The secondary GFCI circuit does not shut off with any of the AC breakers because when you kill the AC in to the inverter (with the inverter breaker) the internal transfer switch in the PD 1620 switches to battery power to feed that circuit.

If you connect the AC out from the inverter to any breaker in the main panel you will back feed the whole panel including the converter which will try and charge the battery from the battery and the inverter itself running in a loop (if it doesn't fault, or open a time travel portal, not sure which will occur)
Thank you. How much time do you think a competent RV electrical tech who is unfamiliar with the Alliance method of electrical usage restriction would need to successfully complete this task?
 

Chaseweston

Well-known member
Thank you. How much time do you think a competent RV electrical tech who is unfamiliar with the Alliance method of electrical usage restriction would need to successfully complete this task?
I can't see this taking over two hours max. Depending on how easily accessed your panel and inverter are and how close they are to each other, it could take as little as 45 min. Pulling the Romex between panel location and inverter location has the most unknown. It could mean running 5 feet of wire across your basement "behind the scenes" or if your inverter is in front storage, you've got a little further to go. do you know if there is a 4 square box right by your inverter already, where is that located on the RV?
 

Gateswood

Active member
I can't see this taking over two hours max. Depending on how easily accessed your panel and inverter are and how close they are to each other, it could take as little as 45 min. Pulling the Romex between panel location and inverter location has the most unknown. It could mean running 5 feet of wire across your basement "behind the scenes" or if your inverter is in front storage, you've got a little further to go. do you know if there is a 4 square box right by your inverter already, where is that located on the RV?

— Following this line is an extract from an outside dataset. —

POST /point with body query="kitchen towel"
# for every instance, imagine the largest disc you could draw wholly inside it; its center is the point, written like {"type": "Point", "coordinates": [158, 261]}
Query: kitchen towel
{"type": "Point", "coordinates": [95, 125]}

The inverter and solar controller are in the front compartment where the batteries live. It has to be almost 20' between there and the panel/converter in far end of the kitchen. The inverter AC in and out wires in the large gray conduits and the +12V wires all disappear into the bottom part of passthrough wall near the driver side frame just inside the tank box. I can't find where they go from there so they just about have to be routed between that basement flooring and the underbelly liner. I haven't pulled the converter/panel yet. I suspect somewhere behind that may be where they resurface.

The only 4 square box I've found is in the closed off utility section of the passthrough. Wires in and wires out. This looks like wires coming back up to the front to feed the bedroom/bathroom, the passthrough GFIC outlets and maybe the controllers for the slides and jacks. No evidence of either of the AC power or the 12V cables from the inverter in this area.

Another unexpected find. The two passthrough outlets marked as GFCI are not connected to either of the other two GFCI circuits or the GFI breaker. I can't find another master GFI outlet that may control them. They're also not connected to the three outlet non-GFCI bedroom circuit just above that plays nice with the inverter and are hot on battery power.

I did accomplish one thing. Now the TV is getting better signal from the antenna. They didn't bother tightening any of the coax connectors.
 

Gateswood

Active member
I observed another oddity in this delicate little daisy. I went in this morning to set up a coffeemaker and found the secondary CFCI was dead as a hammer. It was fine the last time I was in there because I started the TV to check the signal issues after securing all the coax downstairs. No power to it. I also noticed the three bedroom outlets were dead. Once I reset the Inverter breaker, it all came back online.

The only thing running on that CFCI circuit was a dehumidifier that uses 55 watts. It's been running in there for weeks unless the shore power was disconnected. This thing is a mess.
 

Gateswood

Active member
I pulled the panel to see what was behind it. No evidence of the gray conduit as seen protecting the inverter AC in and out wires. Maybe they just used that far enough to get it through the wall. There's a 6/3 stranded NM-B coming up through the floor and into the 50A panel breaker. The 6 gauge 12v also come up through the hole in the floor to the panel. There's only one single-wide box behind the hole in the floor. It's difficult to see but that has yellow romex.